Best aquaponics growing beds
The tank at the top must be higher in the direction of the fish food tanks and the growing bed should be lower in the area lower towards the fish tank. A hole must be cut at the bottom of the top bed (the end that is angled downwards) to allow the 1 inch PVC pipe to let the water flow from the top bed to the bed at the bottom. Another whole must be cut in the side but at the bottom of the bed for the 1 inch PVC pipe to let the water from the aquaponics to flow back to the tank.
The building of the entire aquaponics system as well as constructing the greenhouse kit can be economic. Then, there is the option of purchasing the entire kit, and depending on the individual, they may decide to assemble the greenhouse kit personally and cut on the costs of labor or put it up for them that include setting up the aquaponics tanks.
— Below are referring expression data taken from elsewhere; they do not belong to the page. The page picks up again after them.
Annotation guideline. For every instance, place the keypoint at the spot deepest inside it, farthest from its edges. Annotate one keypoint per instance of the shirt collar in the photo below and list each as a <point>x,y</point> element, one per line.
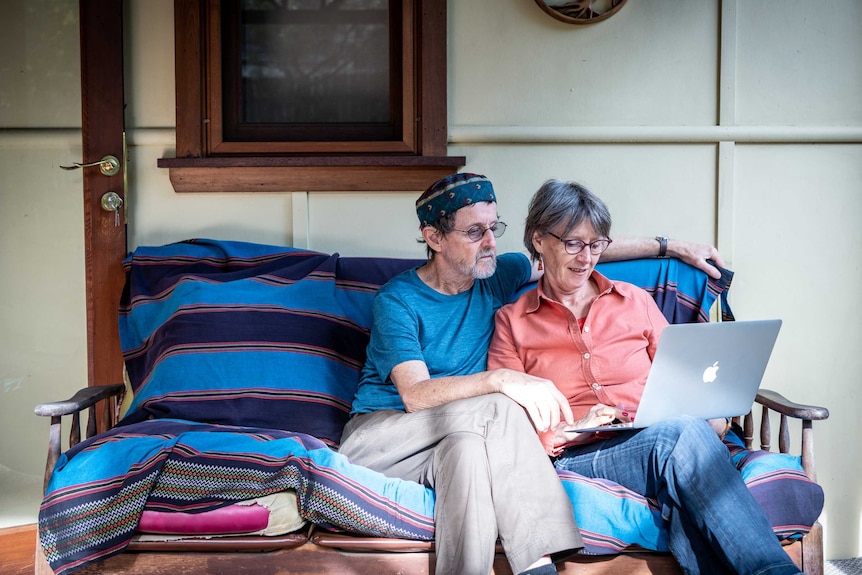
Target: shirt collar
<point>606,287</point>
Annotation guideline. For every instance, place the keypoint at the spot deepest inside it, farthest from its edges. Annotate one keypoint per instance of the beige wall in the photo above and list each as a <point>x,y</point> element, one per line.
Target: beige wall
<point>736,123</point>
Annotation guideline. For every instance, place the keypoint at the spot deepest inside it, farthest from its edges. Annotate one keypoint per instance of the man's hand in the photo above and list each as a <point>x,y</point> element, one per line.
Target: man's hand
<point>544,403</point>
<point>697,256</point>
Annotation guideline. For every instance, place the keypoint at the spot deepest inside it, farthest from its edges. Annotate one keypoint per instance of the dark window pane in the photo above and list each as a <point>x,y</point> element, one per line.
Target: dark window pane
<point>315,61</point>
<point>320,70</point>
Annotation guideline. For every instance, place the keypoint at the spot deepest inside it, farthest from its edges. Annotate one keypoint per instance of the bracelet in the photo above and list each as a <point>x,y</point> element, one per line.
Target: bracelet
<point>662,246</point>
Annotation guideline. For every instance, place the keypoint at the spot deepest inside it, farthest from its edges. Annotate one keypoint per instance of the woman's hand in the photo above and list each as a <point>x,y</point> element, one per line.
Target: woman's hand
<point>598,415</point>
<point>544,403</point>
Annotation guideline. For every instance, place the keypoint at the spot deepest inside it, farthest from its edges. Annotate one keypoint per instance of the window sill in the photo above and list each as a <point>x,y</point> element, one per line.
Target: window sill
<point>309,174</point>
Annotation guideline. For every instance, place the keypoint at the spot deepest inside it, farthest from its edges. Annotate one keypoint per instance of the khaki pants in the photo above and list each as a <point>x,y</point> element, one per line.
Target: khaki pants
<point>489,472</point>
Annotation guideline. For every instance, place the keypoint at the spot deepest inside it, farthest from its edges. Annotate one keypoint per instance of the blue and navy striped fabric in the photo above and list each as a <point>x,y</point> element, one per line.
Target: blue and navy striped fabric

Steps for design aquaponics farming in the greenhouse
Instructions on aquaponics greenhouse design;
Three main different types of styles can be used in designing the Aquaponics greenhouse. They are;
- Deepwater Culture (DWC),
- Nutrient Film Technique (NFT) and
The first two styles are a bit more expensive and it is highly recommended that beginners should begin with the media-based. There are many reasons why the media-based style is the best such as; it is easier to learn and understand the processes to be used and it is cheaper. The media bed is advantageous because it can perform several tasks that are required. It could perform all three filtering tasks that include mineralization (the breaking down of solids to a liquid state), mechanical (the removal of solids), and biofiltration.
Aquaponics greenhouse makes nutrient-rich water from fish waste and this will serve as a food source for the plants. Then, the system works by evenly distributing the used fish water to different crop beds. The water contains fish waste that will be used up by plants and the water will be returned once more to the fish tank via a pump.
Step 1) Decide the Aquaponics farming style for the greenhouse
There are three main versions of an Aquaponics are Media Based, Deep Raft, and Nutrient Film Technique. You must decide on what fits your purpose more and what is right for your budget allocation. If you want to make Aquaponics in your backyard then use the Media Based Style. But if you are aiming for crop production then Deep Raft and Nutrient Film technique are better for you.
Step 2) Slightly Slope the Floor Down
Aquaponics system is a water run environment, then you have to slope the floor down so that excess water will drain downward. And, make sure that all the tanks and the grow beds are properly aligned.
Step 3) Consider Bricks or Masonry for Insulation
Good insulation is the key to retaining solar energy and you have to insulate all the parts of your greenhouse to maintain the heat inside especially in areas that are not glazed. Then, these materials function well but need insulating barriers between it and the soil. It is better if you can use pumice rock to insulate as this will allow water to seep through the ground.
Step 4) Install Fish Tanks
You are advised to use tanks made of polyurethane to achieve the balance of the controlled environment. Then, the ideal ratio of each tank to grow bed is one to one but you can have one tank to two grow beds. Each tank can contain 700 to 800 gallons.
Step 5) Grow Beds
Still made from polyurethane, the grow beds should be at 10-15 feet high from the ceiling so that adequate sunlight can be taken. And, the height will give the plants more space to grow. The height of the beds will depend on your preference. It should be level with your hips so that you won’t need to stoop down or reach higher.